First- to the women as front-line producers. It is well documented that women are now bearing the brunt of agricultural hard graft world over. Mark Tran has written about this trend in Africa repeatedly and a recent report by the Chicago Council on Global Affairs (Girls Grow: A Vital Force in Rural Economics) suggests that females may be the key to agricultural development and food security. Across Europe, more women are becoming self-employed as farm managers, or else heavily dependent upon seasonal wage-work. Examples towards this move, as men migrate to the ever-growing megacities can be found from all over the globe. The result: women are now nose to the soil and more aware of the change.

Women are also frequently touted as front-line consumers. While duff jokes about wives “maxing out” their husbands’ credit cards are pretty far-flung (I wish!), there can be no doubt it is more often a woman than a man in the check-out queue at Sainsbury’s with a family-size trolley of shopping.  The physiology of child birth and our present-day childcare set-up means that it’s the women who are spending more frequently on the essentials. That’s why it’s the women Cameron’s wooing as the female vote feels the recession.

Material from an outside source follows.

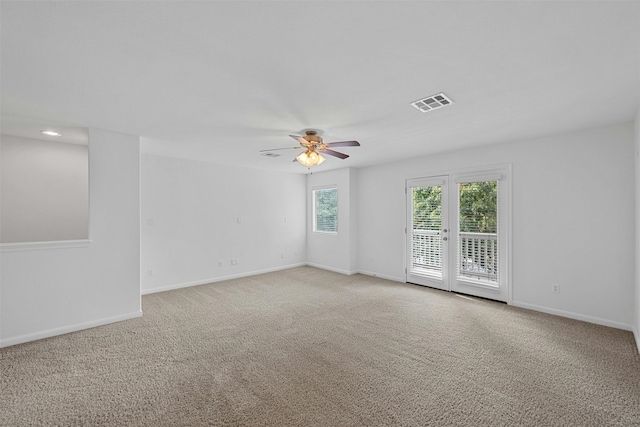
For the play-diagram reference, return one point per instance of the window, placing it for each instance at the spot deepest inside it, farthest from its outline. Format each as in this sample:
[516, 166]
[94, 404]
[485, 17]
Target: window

But while women are busy doing growing this and buying that, it seems that it’s the men who are in the positions of power in both the corporate and political worlds. As of February this year,  within Britain’s 100 largest publicly traded companies, only 12.5% of the directors were women. Shockingly, almost half of the companies in the  FTSE 250 index have no women on their boards at all. Yet it is these same companies which are so powerful in our economy, which channel the power of the world’s consumers and producers. It is in these boardrooms that the private interests drive monumental decisions which affect us all – and women aren’t even at the table (unless they’re serving the tea).

The situation is not much better in politics; the arena (supposedly) of public interests. Thorsten (2005) found that globally, women make up only 15.7% of the members of parliament, while in Europe, only six countries empowered women adequately. On the other hand, it is pleasing to note that of the few cabinet roles held by women in Britain, the Secretary of State for Environment, Food and Rural Affairs is one of them. Although even in that case, the unfortunate occupier was somewhat tainted by her husband’s agribusiness interests…

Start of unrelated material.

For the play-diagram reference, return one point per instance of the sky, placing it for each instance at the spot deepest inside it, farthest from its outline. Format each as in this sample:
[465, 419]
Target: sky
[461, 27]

Now its not I think men are doing a bad job – its just that I think women could help them do it better. I’m in no way a man basher, but it is clear that we need change, and that women may be the front-thinkers in recognising this.

The question is, how do we get out of the fields, away from the checkout queues and into the clammy corridors of power? All while retaining our links to the natural world, and our valuable perspective. Answers on a postcard please.